Wall Street had a mixed finish Wednesday after the Fed's decision to lower its fed funds rate by a half-point to 1%. Many investors had hoped the market would build on an 889-point surge in the Dow Jones industrial average on Tuesday. But the buying momentum seemed to reappear Thursday after the GDP report and the Fed's second interest rate cut since Oct. 8.

Michael Strauss, chief economist at Commonfund, said Wall Street was relieved that the GDP figures weren't worse and that, more broadly, investors are drawing some confidence from the government's array of efforts to revive the credit markets as boding well for a weak economy.

"I think it's sort of 'What do you have to do to get someone back from cardiac arrest?' You have to shock them pretty hard and sometimes you have to shock them a couple of times. I think that's what going on here," he said, referring to steps like the Fed's rate cuts and government cash injections in banks, which began this week.

Strauss contends the programs, most of which have yet to take effect, are creating some appetite for snapping up stocks that have been pounded down this month.

Oil Falls on GDP Report

Oil fell more than 2% on Thursday as weak U.S. economic data stirred concerns demand could fall further.

"The GDP numbers made traders rethink whether the economy was going to be strong enough to support oil demand," said Phil Flynn, analyst at Alaron Trading.

U.S. crude settled down $1.54 at $65.96 a barrel, after trading up to $70.60 earlier. London Brent crude settled $1.76 lower at $63.71.

Oil has more than halved its record high of $147.27 from July and is down 30% in October alone, on track for its biggest-ever monthly drop.

U.S. oil demand in August was revised down by 4.8% from the EIA's early estimate of 20.242 million bpd to the agency's final demand number of 19.267 million bpd, and was 8.4% less than demand of 21.035 million bpd a year earlier.

U.S. stocks gained on Thursday, buoyed by hopes that interest rate cuts by global central banks, including the Federal Reserve, will help. The Federal Reserve cut interest rates by half a percentage point on Wednesday, taking its target for overnight bank lending to 1% to help the economy.

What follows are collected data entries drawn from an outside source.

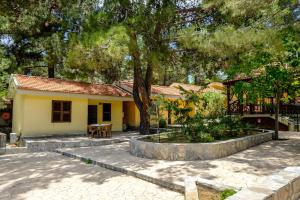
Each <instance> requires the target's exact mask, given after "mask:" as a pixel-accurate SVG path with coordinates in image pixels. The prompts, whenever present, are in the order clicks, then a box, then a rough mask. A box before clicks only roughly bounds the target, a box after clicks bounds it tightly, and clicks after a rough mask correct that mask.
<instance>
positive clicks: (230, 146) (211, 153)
mask: <svg viewBox="0 0 300 200" xmlns="http://www.w3.org/2000/svg"><path fill="white" fill-rule="evenodd" d="M258 131H260V133H258V134H255V135H250V136H245V137H241V138H236V139H230V140H225V141H220V142H212V143H180V144H179V143H155V142H145V141H142V140H140V139H141V138H140V139H139V138H137V139H136V138H135V139H131V140H130V152H131V154H133V155H135V156H138V157H146V158H151V159H159V160H210V159H217V158H222V157H226V156H229V155H232V154H234V153H237V152H239V151H243V150H245V149H248V148H250V147H252V146H256V145H258V144H261V143H264V142H267V141H270V140H272V135H273V133H274V131H270V130H264V132H263V130H258Z"/></svg>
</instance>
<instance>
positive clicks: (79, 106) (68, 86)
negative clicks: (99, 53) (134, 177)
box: [9, 75, 201, 137]
mask: <svg viewBox="0 0 300 200" xmlns="http://www.w3.org/2000/svg"><path fill="white" fill-rule="evenodd" d="M132 85H133V83H132V82H131V81H122V82H117V83H115V84H113V85H109V84H88V83H81V82H76V81H67V80H62V79H55V78H45V77H37V76H25V75H12V77H11V80H10V86H9V96H10V97H11V98H12V99H13V123H12V124H13V125H12V130H13V132H14V133H17V134H18V135H21V136H22V137H41V136H53V135H68V134H69V135H75V134H80V135H81V134H85V133H86V131H87V125H88V124H101V123H110V124H112V131H123V127H124V126H123V125H124V124H125V125H126V126H127V127H129V128H137V127H139V124H140V113H139V110H138V108H137V107H136V105H135V103H134V101H133V98H132ZM178 86H181V87H183V88H184V89H186V90H194V91H200V90H201V88H200V87H199V86H195V85H188V84H179V83H174V84H172V85H171V86H158V85H154V86H152V94H151V97H152V98H155V96H156V95H159V94H162V95H164V96H165V98H167V99H169V100H175V99H180V98H181V97H182V95H181V91H180V90H179V89H178ZM164 118H165V119H166V120H167V121H168V124H172V123H174V117H173V116H171V115H170V113H169V112H168V111H166V112H165V113H164Z"/></svg>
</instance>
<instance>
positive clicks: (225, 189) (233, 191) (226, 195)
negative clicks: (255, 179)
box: [221, 189, 236, 200]
mask: <svg viewBox="0 0 300 200" xmlns="http://www.w3.org/2000/svg"><path fill="white" fill-rule="evenodd" d="M235 193H236V191H235V190H233V189H225V190H224V191H223V192H222V193H221V200H225V199H226V198H228V197H230V196H232V195H234V194H235Z"/></svg>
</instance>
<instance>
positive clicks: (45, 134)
mask: <svg viewBox="0 0 300 200" xmlns="http://www.w3.org/2000/svg"><path fill="white" fill-rule="evenodd" d="M52 100H66V101H72V112H71V113H72V115H71V122H60V123H52V119H51V117H52V113H51V112H52ZM87 110H88V100H87V99H79V98H63V97H40V96H30V95H24V96H23V122H22V128H21V130H20V132H21V133H22V136H44V135H58V134H64V135H67V134H85V133H86V131H87ZM20 132H18V133H20Z"/></svg>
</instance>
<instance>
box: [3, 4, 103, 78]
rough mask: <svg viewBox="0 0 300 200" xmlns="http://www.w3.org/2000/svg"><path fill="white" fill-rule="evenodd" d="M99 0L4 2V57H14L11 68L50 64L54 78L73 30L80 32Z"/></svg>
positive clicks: (52, 75)
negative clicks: (95, 5) (91, 10)
mask: <svg viewBox="0 0 300 200" xmlns="http://www.w3.org/2000/svg"><path fill="white" fill-rule="evenodd" d="M96 3H97V1H94V0H89V1H77V0H71V1H66V0H46V1H38V0H25V1H19V0H12V1H3V2H1V4H0V13H1V15H0V39H1V40H0V45H1V46H2V47H3V48H5V54H2V57H8V58H10V59H11V60H12V61H13V62H12V64H11V65H12V66H11V67H15V68H16V69H19V70H20V71H25V72H28V69H34V68H38V67H46V68H47V69H48V76H49V77H54V71H55V68H56V67H58V66H61V65H62V58H63V54H64V43H65V42H66V40H67V39H68V38H67V34H68V33H69V32H76V31H79V30H80V28H81V22H82V20H83V19H84V16H85V15H86V14H87V13H89V12H90V11H91V10H93V9H95V5H96Z"/></svg>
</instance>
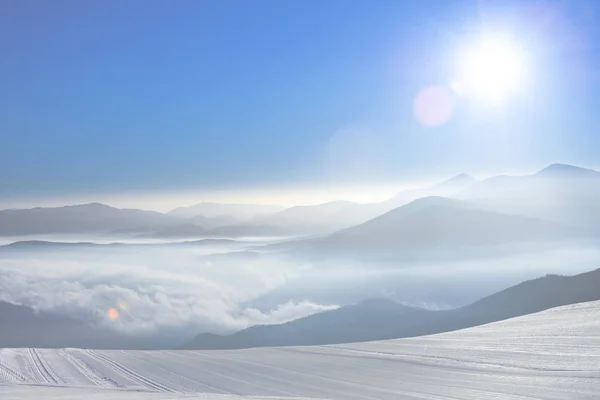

China also cut interest rates on Wednesday, kicking off what is expected to be a global round of rate cuts. Norway, Taiwan and Hong Kong have also cut rates.

The Fed cut pushed the dollar lower on Wednesday, making dollar-priced commodities like oil cheaper and more attractive for holders of other currencies. But the dollar rose on Thursday amid month-end book squaring by investors.

Oil drew some support from OPEC's decision last week to cut output by 1.5 million barrels per day, or about 5%, to prop up prices and hints that it might further reduce supply.

Nigeria's state oil company said in a statement it would reduce crude oil export volumes by 5% in November and December because of the OPEC cutback.

Members of the cartel have said they could cut output again to support prices.

Venezuelan Oil Minister Rafael Ramirez said on Thursday OPEC should cut oil output by 1 million barrels per day -- possibly before its next scheduled meeting in December -- and should set a minimum price target of $70 or $80 a barrel.

Venezuela's socialist President Hugo Chavez has used high oil prices to finance lavish social spending. Chavez hawkishly backs output cuts to support oil but says analysts and opponents are wrong to assert that at current price levels he will have to cut social projects.